Darrell: mystery in his past life. What has he done with it?

Some days passed—each day varying little from the other. It was the habit of Darrell, if he went late to rest, to rise early. He never allowed himself more than five hours' sleep. A man greater than Guy Darrell—Sir Walter Raleigh—carved from the solid day no larger a slice for Morpheus. And it was this habit, perhaps, yet more than temperance in diet, which preserved to Darrell his remarkable youthfulness of aspect and frame, so that at fifty-two he looked, and really was, younger than many a strong man of thirty-five. For, certain it is, that on entering middle life, he who would keep his brain clear, his step elastic, his muscles from fleshiness, his nerves from tremor—in a word, retain his youth in spite of the register—should beware of long slumbers. Nothing ages like laziness. The hours before breakfast Darrell devoted first to exercise, whatever the weather—next to his calm scientific pursuits.
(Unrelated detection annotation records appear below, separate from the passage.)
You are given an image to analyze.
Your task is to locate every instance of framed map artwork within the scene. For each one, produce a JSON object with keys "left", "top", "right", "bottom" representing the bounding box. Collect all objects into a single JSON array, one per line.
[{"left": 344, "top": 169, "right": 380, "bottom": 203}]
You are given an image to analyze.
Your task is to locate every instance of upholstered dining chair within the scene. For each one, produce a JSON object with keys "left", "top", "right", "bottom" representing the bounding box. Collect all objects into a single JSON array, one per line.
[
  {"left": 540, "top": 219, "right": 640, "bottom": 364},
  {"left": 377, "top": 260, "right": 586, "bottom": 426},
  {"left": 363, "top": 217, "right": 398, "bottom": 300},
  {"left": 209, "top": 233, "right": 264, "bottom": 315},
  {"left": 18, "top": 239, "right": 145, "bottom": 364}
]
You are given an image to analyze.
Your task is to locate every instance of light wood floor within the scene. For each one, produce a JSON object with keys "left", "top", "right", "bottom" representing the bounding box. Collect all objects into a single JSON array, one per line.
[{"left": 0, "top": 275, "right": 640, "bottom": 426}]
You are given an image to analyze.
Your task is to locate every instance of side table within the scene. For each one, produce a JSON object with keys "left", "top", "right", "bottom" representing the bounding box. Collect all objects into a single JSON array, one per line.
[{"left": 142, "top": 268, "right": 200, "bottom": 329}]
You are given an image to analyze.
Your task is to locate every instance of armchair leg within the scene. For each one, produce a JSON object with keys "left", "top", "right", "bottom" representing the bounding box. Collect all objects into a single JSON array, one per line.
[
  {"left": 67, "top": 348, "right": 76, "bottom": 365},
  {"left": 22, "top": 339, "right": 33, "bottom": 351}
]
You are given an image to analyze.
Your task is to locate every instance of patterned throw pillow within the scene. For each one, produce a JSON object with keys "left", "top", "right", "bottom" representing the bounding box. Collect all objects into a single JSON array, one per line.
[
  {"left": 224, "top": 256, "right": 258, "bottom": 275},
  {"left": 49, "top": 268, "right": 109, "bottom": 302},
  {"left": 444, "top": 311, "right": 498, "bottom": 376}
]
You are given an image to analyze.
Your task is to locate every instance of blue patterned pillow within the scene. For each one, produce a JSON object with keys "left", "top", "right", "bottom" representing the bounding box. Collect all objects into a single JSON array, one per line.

At ten o' clock punctually he rode out alone, and seldom returned till late in the afternoon. Then he would stroll forth with Lionel into devious woodlands, or lounge with him along the margin of the lake, or lie down on the tedded grass, call the boy's attention to the insect populace which sports out its happy life in the summer months, and treat of the ways and habits of each varying species, with a quaint learning, half humorous, half grave. He was a minute observer and an accomplished naturalist. His range of knowledge was, indeed, amazingly large for a man who has had to pass his best years in a dry and absorbing study: necessarily not so profound in each section as that of a special professor, but if the science was often on the surface, the thoughts deduced from what he knew were as often original and deep. A maxim of his, which he dropped out one day to Lionel in his careless manner, but pointed diction, may perhaps illustrate his own practice and its results "Never think it enough to have solved the problem started by another mind till you have deduced from it a corollary of your own."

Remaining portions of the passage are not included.